Wall Street veteran M. Purves Feels negative about Bitcoin’s long-term growth


As Bitcoin (BTC) continues to exhibit symptoms of further decline, the continued volatility of the crypto market has prompted experts to modify their outlook on the asset’s future.

Despite the projections of certain experts that the asset would appreciate, a portion of the market anticipates that the leading cryptocurrency will maintain its negative trend.

Michael Purves, CEO of Tallbacken Capital Advisors, has expanded his pessimistic stance on Bitcoin, saying that the asset’s long-term momentum has begun to weaken, he said in an August 30 interview with Bloomberg Technology.

According to Purves, his position is not influenced by the asset’s underlying fundamentals, but the asset’s waning long-term momentum places the next Bitcoin price forecast around $15,000.

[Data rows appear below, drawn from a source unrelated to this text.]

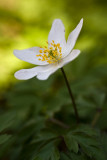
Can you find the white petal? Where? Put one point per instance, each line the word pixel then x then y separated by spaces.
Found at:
pixel 45 75
pixel 29 55
pixel 73 37
pixel 69 58
pixel 57 33
pixel 25 74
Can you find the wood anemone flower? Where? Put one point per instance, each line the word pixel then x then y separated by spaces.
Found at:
pixel 52 57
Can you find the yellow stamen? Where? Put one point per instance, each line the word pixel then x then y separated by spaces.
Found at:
pixel 52 54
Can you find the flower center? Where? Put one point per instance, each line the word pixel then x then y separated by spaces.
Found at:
pixel 52 54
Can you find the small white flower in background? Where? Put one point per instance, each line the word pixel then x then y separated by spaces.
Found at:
pixel 51 58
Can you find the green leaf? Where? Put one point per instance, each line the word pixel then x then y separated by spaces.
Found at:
pixel 71 143
pixel 48 152
pixel 6 120
pixel 4 138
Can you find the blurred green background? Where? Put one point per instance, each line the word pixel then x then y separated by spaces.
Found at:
pixel 24 24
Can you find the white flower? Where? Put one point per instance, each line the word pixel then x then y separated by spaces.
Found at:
pixel 51 58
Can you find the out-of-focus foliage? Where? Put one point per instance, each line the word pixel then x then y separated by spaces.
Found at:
pixel 27 131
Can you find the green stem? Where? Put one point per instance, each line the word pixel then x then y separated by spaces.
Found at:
pixel 71 95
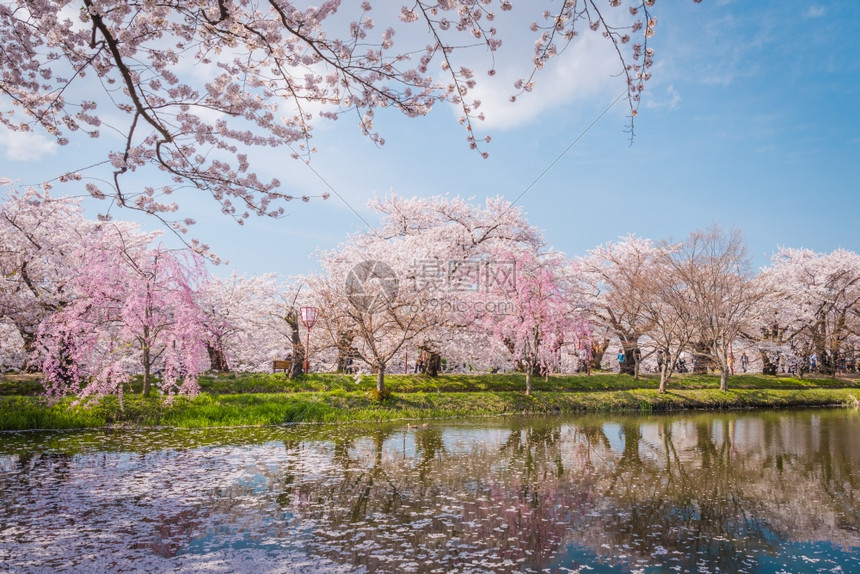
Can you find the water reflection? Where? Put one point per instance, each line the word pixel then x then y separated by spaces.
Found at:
pixel 757 492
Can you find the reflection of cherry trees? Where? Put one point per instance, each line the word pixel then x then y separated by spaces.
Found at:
pixel 691 492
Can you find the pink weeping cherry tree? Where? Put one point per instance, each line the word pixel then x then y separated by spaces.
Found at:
pixel 539 313
pixel 194 87
pixel 134 313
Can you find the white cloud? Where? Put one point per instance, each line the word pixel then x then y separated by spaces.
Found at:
pixel 25 146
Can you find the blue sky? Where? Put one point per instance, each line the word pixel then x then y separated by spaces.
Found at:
pixel 749 121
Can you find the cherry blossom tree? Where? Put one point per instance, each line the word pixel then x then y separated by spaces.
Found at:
pixel 367 311
pixel 615 282
pixel 673 326
pixel 269 70
pixel 540 317
pixel 43 241
pixel 719 293
pixel 241 320
pixel 453 260
pixel 814 307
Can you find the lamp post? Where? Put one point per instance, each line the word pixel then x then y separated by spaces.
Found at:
pixel 309 317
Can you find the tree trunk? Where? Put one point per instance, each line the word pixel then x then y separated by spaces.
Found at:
pixel 217 360
pixel 147 381
pixel 433 364
pixel 298 359
pixel 628 367
pixel 598 349
pixel 768 367
pixel 702 358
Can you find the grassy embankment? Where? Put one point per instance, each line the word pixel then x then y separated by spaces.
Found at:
pixel 258 399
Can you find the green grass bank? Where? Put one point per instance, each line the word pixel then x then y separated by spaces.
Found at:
pixel 265 399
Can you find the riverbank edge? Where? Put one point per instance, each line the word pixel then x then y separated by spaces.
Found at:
pixel 207 411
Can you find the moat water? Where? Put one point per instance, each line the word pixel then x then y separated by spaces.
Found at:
pixel 773 491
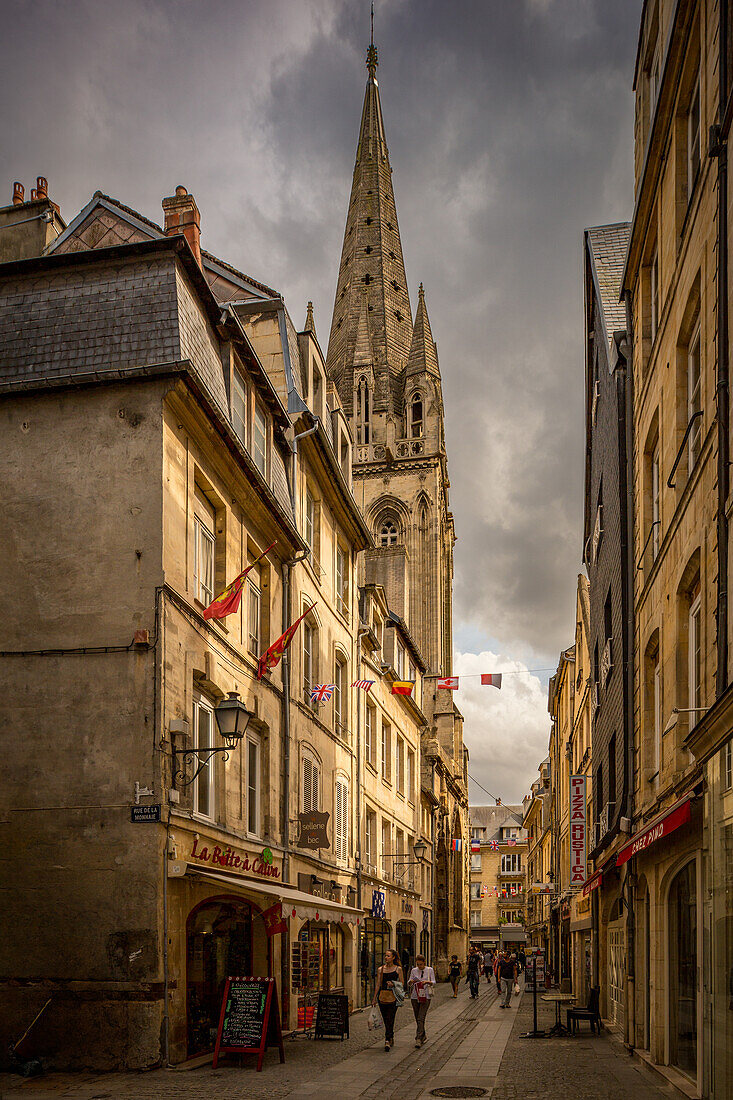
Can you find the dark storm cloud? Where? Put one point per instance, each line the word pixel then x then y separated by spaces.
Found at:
pixel 510 124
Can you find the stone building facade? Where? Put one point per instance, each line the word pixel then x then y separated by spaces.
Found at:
pixel 386 372
pixel 498 876
pixel 186 428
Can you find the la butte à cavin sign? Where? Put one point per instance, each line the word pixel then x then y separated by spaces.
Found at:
pixel 227 857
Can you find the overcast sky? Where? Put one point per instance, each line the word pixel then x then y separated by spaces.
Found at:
pixel 510 127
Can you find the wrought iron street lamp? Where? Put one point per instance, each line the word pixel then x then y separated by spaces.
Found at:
pixel 232 719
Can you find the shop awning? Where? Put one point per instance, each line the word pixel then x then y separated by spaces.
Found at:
pixel 296 903
pixel 677 815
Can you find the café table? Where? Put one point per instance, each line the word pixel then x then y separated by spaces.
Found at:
pixel 558 999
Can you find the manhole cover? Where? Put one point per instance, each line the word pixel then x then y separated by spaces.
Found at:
pixel 459 1090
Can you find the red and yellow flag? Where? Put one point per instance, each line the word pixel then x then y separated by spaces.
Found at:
pixel 272 656
pixel 402 688
pixel 228 601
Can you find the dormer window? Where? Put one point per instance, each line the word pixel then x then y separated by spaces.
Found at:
pixel 416 416
pixel 389 534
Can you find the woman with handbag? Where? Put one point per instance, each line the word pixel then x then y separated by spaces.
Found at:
pixel 420 981
pixel 387 976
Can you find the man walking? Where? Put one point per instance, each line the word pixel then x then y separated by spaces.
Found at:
pixel 507 972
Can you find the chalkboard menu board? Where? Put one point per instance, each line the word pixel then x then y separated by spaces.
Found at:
pixel 332 1016
pixel 250 1019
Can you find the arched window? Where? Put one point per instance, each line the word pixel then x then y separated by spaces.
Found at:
pixel 363 411
pixel 389 534
pixel 416 416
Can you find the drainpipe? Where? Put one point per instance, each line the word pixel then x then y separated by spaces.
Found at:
pixel 719 149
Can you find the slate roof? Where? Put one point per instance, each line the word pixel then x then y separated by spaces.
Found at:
pixel 608 246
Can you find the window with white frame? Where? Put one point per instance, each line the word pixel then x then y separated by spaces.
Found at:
pixel 695 650
pixel 400 765
pixel 340 696
pixel 310 784
pixel 239 405
pixel 253 616
pixel 693 396
pixel 411 774
pixel 728 765
pixel 341 803
pixel 693 139
pixel 204 784
pixel 370 839
pixel 204 556
pixel 252 784
pixel 386 750
pixel 370 735
pixel 309 659
pixel 260 439
pixel 654 293
pixel 341 581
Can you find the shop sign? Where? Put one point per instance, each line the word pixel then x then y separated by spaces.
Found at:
pixel 227 857
pixel 313 829
pixel 578 829
pixel 676 817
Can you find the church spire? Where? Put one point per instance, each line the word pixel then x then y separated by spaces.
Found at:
pixel 371 259
pixel 423 356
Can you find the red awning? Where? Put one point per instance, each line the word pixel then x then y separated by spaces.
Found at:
pixel 662 826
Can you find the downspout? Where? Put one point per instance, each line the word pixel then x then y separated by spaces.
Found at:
pixel 719 149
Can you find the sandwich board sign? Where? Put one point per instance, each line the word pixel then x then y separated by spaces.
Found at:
pixel 250 1019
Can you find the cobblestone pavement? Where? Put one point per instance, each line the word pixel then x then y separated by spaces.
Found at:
pixel 587 1067
pixel 304 1060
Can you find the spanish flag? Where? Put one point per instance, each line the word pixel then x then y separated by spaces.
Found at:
pixel 272 656
pixel 402 688
pixel 227 602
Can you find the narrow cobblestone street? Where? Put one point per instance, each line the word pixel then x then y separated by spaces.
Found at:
pixel 469 1044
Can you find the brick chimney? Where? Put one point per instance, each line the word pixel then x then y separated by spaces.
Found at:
pixel 182 216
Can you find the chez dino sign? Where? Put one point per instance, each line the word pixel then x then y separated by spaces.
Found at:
pixel 223 856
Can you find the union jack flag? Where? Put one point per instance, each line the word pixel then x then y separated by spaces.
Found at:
pixel 321 693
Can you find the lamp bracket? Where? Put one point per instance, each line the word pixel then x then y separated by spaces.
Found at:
pixel 188 756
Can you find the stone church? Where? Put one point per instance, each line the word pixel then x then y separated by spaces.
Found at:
pixel 386 372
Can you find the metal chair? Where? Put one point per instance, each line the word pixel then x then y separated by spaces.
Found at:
pixel 591 1012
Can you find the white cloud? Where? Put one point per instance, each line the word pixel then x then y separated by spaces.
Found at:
pixel 506 730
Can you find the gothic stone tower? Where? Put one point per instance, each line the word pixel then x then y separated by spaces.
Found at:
pixel 387 376
pixel 385 369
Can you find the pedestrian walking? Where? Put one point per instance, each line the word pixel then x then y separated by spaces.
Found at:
pixel 507 972
pixel 455 974
pixel 387 975
pixel 420 983
pixel 473 971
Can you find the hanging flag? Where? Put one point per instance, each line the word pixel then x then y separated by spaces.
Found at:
pixel 379 908
pixel 450 683
pixel 321 693
pixel 227 602
pixel 271 657
pixel 273 920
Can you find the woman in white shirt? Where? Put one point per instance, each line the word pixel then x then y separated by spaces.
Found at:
pixel 420 982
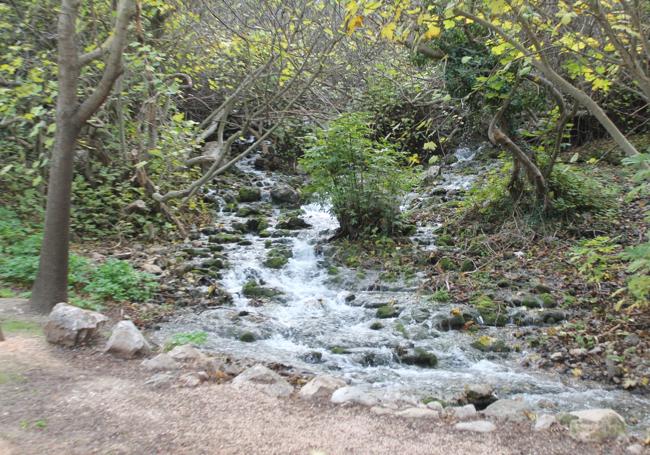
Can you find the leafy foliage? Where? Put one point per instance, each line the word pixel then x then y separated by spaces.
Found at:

“What really made me bearish was really, again, nothing to do with a fundamentally bearish perspective or a fundamentally bull one. It was simply the fact that longer-term momentum was beginning to emerge in late January, and that the signal I was focusing on had done this three times before, and each time Bitcoin corrected between 60 and 70 percent over the following four to ten months,” said Purves.

Bitcoin’s failure to demonstrate independence from equities

Notably, the expert claimed that Bitcoin has subsequently lost its stability, particularly in comparison to stocks. He initiated the connection that formed with the sector’s introduction of institutions.

However, given the present market circumstances, Purves questioned the institutions’ ability to maintain their Bitcoin positions.

“It has a somewhat strong connection with the NASDAQ or other risk assets in general. Since it has not proved his capacity to be uncorrelated, I worry if institutions will enter,” he said.

Purves said that Bitcoin has not exhibited the potential to act as a hedge against inflation, despite the assertions of Bitcoin’s proponents that the asset would eventually become one. In this paragraph, he stated that there is an additional reason why institutions are likely to avoid the asset.